If the plan or issuer does not distribute such materials, the notice 
must be provided by the earliest date following a request for enrollment 
that the plan or issuer, acting in a reasonable and prompt fashion, can 
provide the notice.
    (2) Content. The general notice of preexisting condition exclusion 
must notify participants of the following:
    (i) The existence and terms of any preexisting condition exclusion 
under the plan. This description includes the length of the plan's look-
back period (which is not to exceed 6 months under paragraph (a)(2)(i) 
of this section); the

[[Page 644]]

maximum preexisting condition exclusion period under the plan (which 
cannot exceed 12 months (or 18-months for late enrollees) under 
paragraph (a)(2)(ii) of this section); and how the plan will reduce the 
maximum preexisting condition exclusion period by creditable coverage 
(described in paragraph (a)(2)(iii) of this section).
    (ii) A description of the rights of individuals to demonstrate 
creditable coverage, and any applicable waiting periods, through a 
certificate of creditable coverage (as required by Sec. 2590.701-5(a)) 
or through other means (as described in Sec. 2590.701-5(c)).

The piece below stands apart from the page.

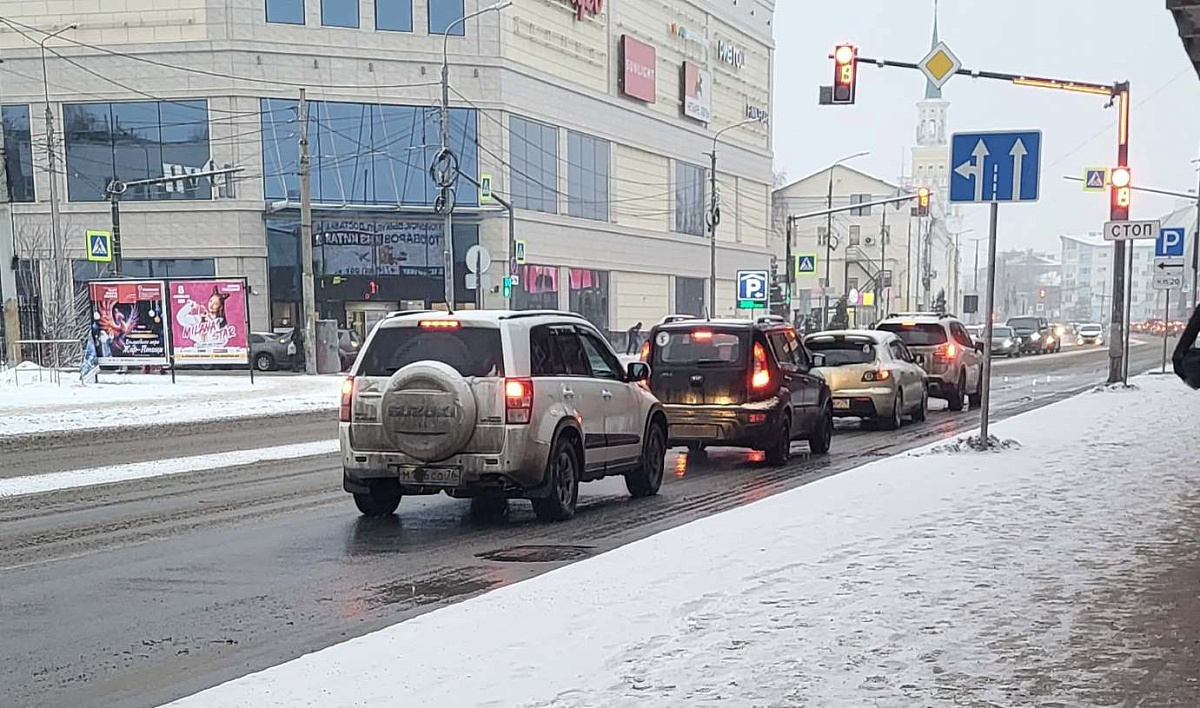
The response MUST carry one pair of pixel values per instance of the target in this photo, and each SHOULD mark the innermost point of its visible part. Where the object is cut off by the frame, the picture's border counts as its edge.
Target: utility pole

This must 
include a description of the right of the individual to request a 
certificate from a prior plan or issuer, if necessary, and a statement 
that the current plan or issuer will assist in obtaining a certificate 
from any prior plan or issuer, if necessary.
    (iii) A person to contact (including an address or telephone number) 
for obtaining additional information or assistance regarding the 
preexisting condition exclusion.
    (3) Duplicate notices not required. If a notice satisfying the 
requirements of this paragraph (c) is provided to an individual, the 
obligation to provide a general notice of preexisting condition 
exclusion with respect to that individual is satisfied for both the plan 
and the issuer.
    (4) Example with sample language. The rules of this paragraph (c) 
are illustrated by the following example, which includes sample language 
that plans and issuers can use as a basis for preparing their own 
notices to satisfy the requirements of this paragraph (c):

    Example. (i) Facts. A group health plan makes coverage effective on 
the first day of the first calendar month after hire and on each January 
1 following an open season. The plan imposes a 12-month maximum 
preexisting condition exclusion (18 months for late enrollees) and uses 
a 6-month look-back period. As part of the enrollment application 
materials, the plan provides the following statement:
    This plan imposes a preexisting condition exclusion. This means that 
if you have a medical condition before coming to our plan, you might 
have to wait a certain period of time before the plan will provide 
coverage for that condition. This exclusion applies only to conditions 
for which medical advice, diagnosis, care, or treatment was recommended 
or received within a six-month period. Generally, this six-month period 
ends the day before your coverage becomes effective. However, if you 
were in a waiting period for coverage, the six-month period ends on the 
day before the waiting period begins. The preexisting condition 
exclusion does not apply to pregnancy nor to a child who is enrolled in 
the plan within 30 days after birth, adoption, or placement for 
adoption.
    This exclusion may last up to 12 months (18 months if you are a late 
enrollee) from your first day of coverage, or, if you were in a waiting 
period, from the first day of your waiting period. However, you can 
reduce the length of this exclusion period by the number of days of your 
prior ``creditable coverage.'' Most prior health coverage is creditable 
coverage and can be used to reduce the preexisting condition exclusion 
if you have not experienced a break in coverage of at least 63 days. To 
reduce the 12-month (or 18-month) exclusion period by your creditable 
coverage, you should give us a copy of any certificates of creditable 
coverage you have. If you do not have a certificate, but you do have 
prior health coverage, we will help you obtain one from your prior plan 
or issuer. There are also other ways that you can show you have 
creditable coverage. Please contact us if you need help demonstrating 
creditable coverage.
    All questions about the preexisting condition exclusion and 
creditable coverage should be directed to Individual B at Address M or 
Telephone Number N.
    (ii) Conclusion. In this Example, the plan satisfies the general 
notice requirement of this paragraph (c), and thus also satisfies this 
requirement for any issuer providing the coverage.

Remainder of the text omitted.